Hearing 101

The ear is one of the smallest body parts, but it contains almost the entirety of our hearing abilities. Deep inside is a complex system working together so our brains can receive and understand sounds. It’s the synchronicity of these minute components that give us an important function and affect our quality of life.

How Hearing Works

Every sound is created by vibrations in the air we call, “soundwaves.” These soundwaves are air particles moving, caused by the vibrations, and carry the resulting energy. Your outer ear catches these and direct them into the ear canal.

Also known as the pinna, the outer ear plays a huge role in determining the quality of information we get from each sound. It’s structure tells us from which direction the sound is coming.

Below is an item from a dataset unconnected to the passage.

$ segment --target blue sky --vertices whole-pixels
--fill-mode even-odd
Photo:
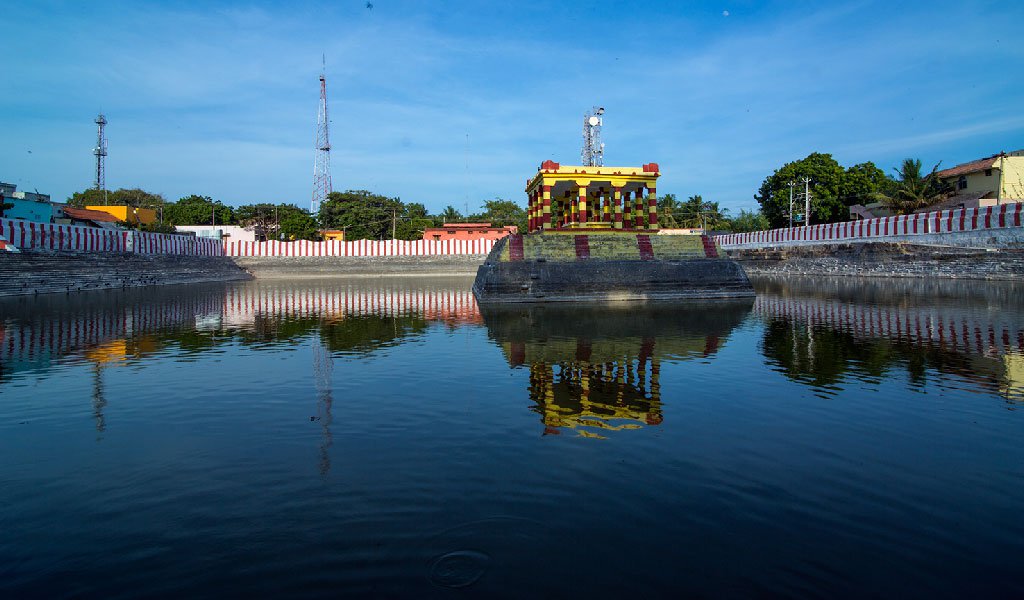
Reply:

The secret is in the funnel shape and the curves and yet no two ears are exactly the same. If you think about it, you might not be hearing the same sound exactly as someone else does.

Three Important Bones

As the waves of particles enter the ear, they strike the eardrum which results in another set of vibrations that travel further into the ear. The first to catch these are three bones most commonly referred to as the hammer, anvil and stirrup. They’re also known as the malleus, incus and stapes. Together, they’re called the auditory bones or middle ear ossicles.

The area where these three are located is the middle ear. The stirrup, the smallest of the three, can be found in this small opening connecting the middle ear to the inner ear. When the stirrup catches the vibrations, it moves the window which also makes liquid in the inner ear move. It carries the energy into the cochlea, a snail-like structure.

Into The Cochlea

This is where thousands of tiny hair cells are hidden. The energy from the vibrations pushes against them, making them bend which sends impulses through the auditory nerves and into the brain. These impulses carry information which the brain uses to comprehend the sound.

It doesn’t just tell directions but what’s causing it, whether it’s loud or soft, and even differentiates words from music, laughter and even falling pots and pans. That’s why when any part of our ear has a problem, it can result in hearing loss.

Hearing Loss

Depending on the root cause, hearing loss can be treated through different methods such as hearing aids and surgery. If you’re suffering from hearing loss, it’s best to speak with an expert to determine which solution is right for you.

If you don’t suffer from hearing loss, it’s important to take steps to prevent it from happening as it can gradually worsen. There’s no such thing as using preventive measures too early. Start with proper care and avoid lengthened exposure to loud environments. When loud sounds can’t be avoided, be sure to wear proper headgear to protect your ears.